Archive for the 'Salvation' Category

I just came across this 7 minute video about whether or not it is arrogant for Christians to say that there is only one way to be saved. This is a common complaint about Christianity–we are intolerant of other spiritual paths. But, suppose, just suppose, that there really is only one way that God has provided. If this is the case, then the other religions are the guilty ones, for they purport to provide a way to salvation and are unwittingly deceiving people into a false sense of salvation. It reminds me of the story of the guy who was shipwrecked and was the only one to survive. After floating around on his plank of wood for a day someone came by in a motorboat and threw him a rope to save him. Would the castaway respond with smugness and ingratitude, “What, you think you are the only person with a rope to save me?” No! He would grab the rope, because whether or not there are others to save him, this person is here and has the means to save him now. God has made a way for people to be saved, and that way is through Jesus, his only begotten son who died for our sins and was raised for our justification. If we turn him down, he will honor our right to choose, but let no one say that God is cruel to only make one way; that only insults the one who loved so much that he gave.
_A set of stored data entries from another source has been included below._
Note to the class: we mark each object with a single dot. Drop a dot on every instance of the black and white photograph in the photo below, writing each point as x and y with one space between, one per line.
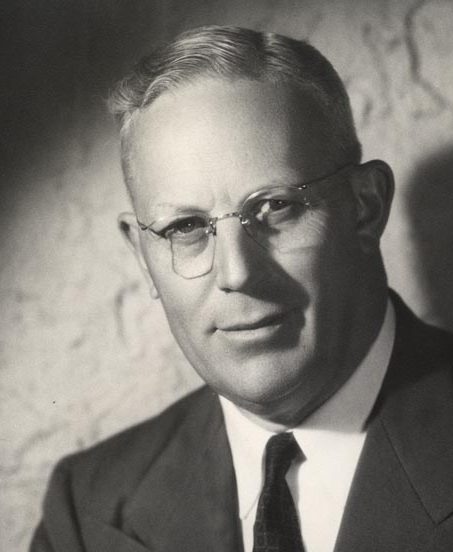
226 278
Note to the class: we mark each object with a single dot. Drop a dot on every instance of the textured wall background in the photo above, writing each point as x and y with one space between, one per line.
84 351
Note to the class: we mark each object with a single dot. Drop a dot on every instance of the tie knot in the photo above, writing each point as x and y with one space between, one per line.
281 450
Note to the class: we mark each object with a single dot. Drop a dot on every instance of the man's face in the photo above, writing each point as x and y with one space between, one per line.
266 330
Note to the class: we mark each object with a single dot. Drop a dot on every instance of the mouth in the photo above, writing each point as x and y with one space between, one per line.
268 321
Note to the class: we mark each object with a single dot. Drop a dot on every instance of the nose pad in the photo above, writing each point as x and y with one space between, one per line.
235 263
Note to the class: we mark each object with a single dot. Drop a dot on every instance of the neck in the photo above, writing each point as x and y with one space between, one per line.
365 326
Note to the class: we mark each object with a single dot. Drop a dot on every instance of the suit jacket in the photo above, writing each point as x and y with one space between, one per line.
168 485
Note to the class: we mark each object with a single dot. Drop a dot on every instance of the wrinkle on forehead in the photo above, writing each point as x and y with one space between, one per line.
215 131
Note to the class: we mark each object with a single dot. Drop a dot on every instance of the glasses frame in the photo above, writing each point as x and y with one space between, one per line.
211 222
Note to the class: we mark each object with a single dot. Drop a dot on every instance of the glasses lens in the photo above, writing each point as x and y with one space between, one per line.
192 255
279 219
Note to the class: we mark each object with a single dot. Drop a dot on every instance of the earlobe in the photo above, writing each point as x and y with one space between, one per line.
373 187
130 231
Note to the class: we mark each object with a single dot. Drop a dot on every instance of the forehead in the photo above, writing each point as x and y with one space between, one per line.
215 137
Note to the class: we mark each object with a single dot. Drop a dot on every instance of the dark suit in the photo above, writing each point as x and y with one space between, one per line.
168 484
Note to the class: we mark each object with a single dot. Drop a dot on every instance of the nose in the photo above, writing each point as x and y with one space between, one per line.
236 262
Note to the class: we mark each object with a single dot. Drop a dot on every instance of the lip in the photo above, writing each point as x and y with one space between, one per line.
267 321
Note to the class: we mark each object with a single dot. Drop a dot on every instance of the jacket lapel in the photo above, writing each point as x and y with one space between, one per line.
403 487
188 500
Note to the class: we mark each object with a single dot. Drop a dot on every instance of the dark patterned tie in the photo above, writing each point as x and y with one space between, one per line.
276 526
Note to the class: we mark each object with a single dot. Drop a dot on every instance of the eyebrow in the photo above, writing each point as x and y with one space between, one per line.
189 209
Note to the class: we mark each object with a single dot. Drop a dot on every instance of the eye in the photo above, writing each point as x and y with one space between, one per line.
183 227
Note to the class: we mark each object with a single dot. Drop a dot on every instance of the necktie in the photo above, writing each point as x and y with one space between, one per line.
276 526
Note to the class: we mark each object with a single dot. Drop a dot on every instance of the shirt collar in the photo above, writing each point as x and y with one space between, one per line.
345 413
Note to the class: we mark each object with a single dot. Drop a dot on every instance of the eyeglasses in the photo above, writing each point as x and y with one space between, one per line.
279 218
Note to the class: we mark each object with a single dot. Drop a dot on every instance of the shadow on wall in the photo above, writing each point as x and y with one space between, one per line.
430 211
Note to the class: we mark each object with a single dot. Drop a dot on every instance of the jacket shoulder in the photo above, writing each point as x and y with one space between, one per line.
103 476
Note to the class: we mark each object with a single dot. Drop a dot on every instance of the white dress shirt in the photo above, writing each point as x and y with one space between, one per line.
331 439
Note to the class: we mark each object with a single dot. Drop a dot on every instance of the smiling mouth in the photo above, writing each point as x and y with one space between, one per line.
266 322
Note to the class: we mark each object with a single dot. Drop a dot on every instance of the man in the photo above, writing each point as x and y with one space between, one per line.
326 421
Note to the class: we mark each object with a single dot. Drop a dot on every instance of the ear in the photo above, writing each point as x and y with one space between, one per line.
129 228
373 187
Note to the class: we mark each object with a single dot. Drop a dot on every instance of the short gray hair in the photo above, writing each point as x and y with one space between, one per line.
237 53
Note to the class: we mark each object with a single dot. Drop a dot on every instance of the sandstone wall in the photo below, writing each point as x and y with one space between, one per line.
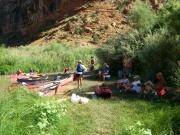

Recently, I have been reading The Cost of Discipleship by Dietrich Bonhoeffer. The book was published in 1937 in Munich, Germany. The church had to a large degree lapsed into a doctrinal pride based on Luther’s view that justification occurs by faith alone apart from any works. Bonhoeffer writes with passion and confronts this luke-warm mentality. Though he confronted his fellow countryman in an effort to bring revival to the church, sadly, Bonhoeffer failed, and the church was whisked off her feet by a zealous new leader–Adolf Hitler. As time went on the church became more and more afraid of opposing the Nazi regime and Bonhoeffer and a few others eventually broke away forming “The Confessing Church” which opposed Nazism publicly. I find his words surprisingly relevant to the state of Christianity today.